Environment-associated loci (RDA analysis)
We used redundancy analysis (RDA) to detect candidate genes under environmental selection in C. gr. laevigata . RDA can be used as a genotype-environment association (GEA) method to detect loci under selection based on multivariate ordination (Forester et al., 2016). RDA determines how groups of loci (here also chromosome number) covary in response to the multivariate environment and can detect processes that result in weak, multilocus molecular signatures (Rellstab et al., 2015; Forester et al., 2018). Compared to other methods, RDA has shown a superior combination of low false-positive and high true-positive rates across a variety of selection scenarios (Forester et al., 2018). Another advantage of RDA is that it can be used to analyze many loci and environmental predictors simultaneously. For RDA we considered only SNP sites for which there was sequence coverage in at least 100 individuals, and for which the less-common allele was present in at least 10% of sampled individuals [minor allele frequency (MAF) filter ≥0.10]. The chromosome number was added as an additional column in the SNPs database. RDA is a regression-based method, and so it is subject to problems when using highly correlated predictors. Hence, we removed correlated predictors with a correlation value of r>0.7. We used bioclimatic variables from the Worldclim 2 database (Fick & Hijmans, 2017). The variable reduction was guided by an ecological interpretation of the relevance of possible predictors. We implemented a variable reduction protocol: First, we performed cluster analyses of factors according to a matrix of absolute correlation values |r|. For that, we used the complete linkage clustering method of the ‘hclust’ function in R (R Core Team, 2021). After subsequent cluster analyses, we retained one variable in clusters with a distance among variables lower than 0.3 (correlation higher than 0.7). We favored quarterly over monthly variables.

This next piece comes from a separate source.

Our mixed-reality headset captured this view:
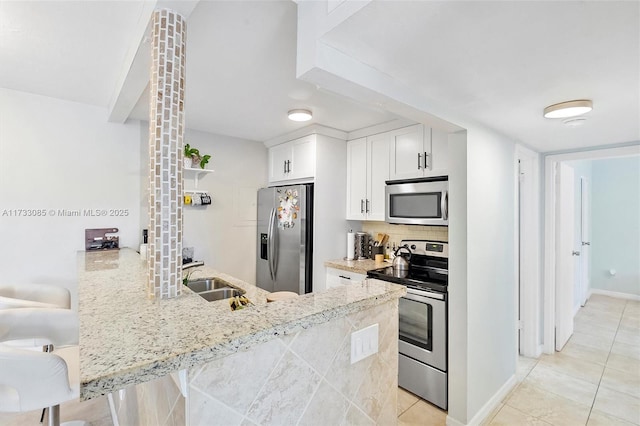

We also checked for multicollinearity using variance inflation factors (VIF) and confirmed that VIF of selected variables was <10. We also performed a permutation test using 1000 permutations to assess the statistical significance of environmental variables and RDA axes used in the models. We used the loadings of the SNPs (stored as species in the RDA object from the R environment) in the ordination space to determine which SNPs are candidates for local adaptation. We extracted the SNP loadings from the two significant constrained axes. Outlier SNPs are those that load in the tails of SNP loading distributions. Outliers were identified as SNPs with the greatest loadings along the significant RDA axes (i.e., those in the 2.5% upper and lower tails; Capblancq et al., 2018), and were putatively considered as extremely associated with environmental variables. Then we investigated the correlations between environmental predictors and outlier SNPs. Finally, we represented SNPs in the ordination space and color-coded them based on the predictor variable with which they are most strongly correlated. Outlier SNPs with the same signal as chromosome number were selected for investigating their functional annotation, thus providing additional evidence of their role in environmental adaptation. We used their genomic position to identify candidate genes potentially under environmental selection located <50 Kbp upstream or downstream in the annotatedCarex scoparia genome (Planta et al., 2022).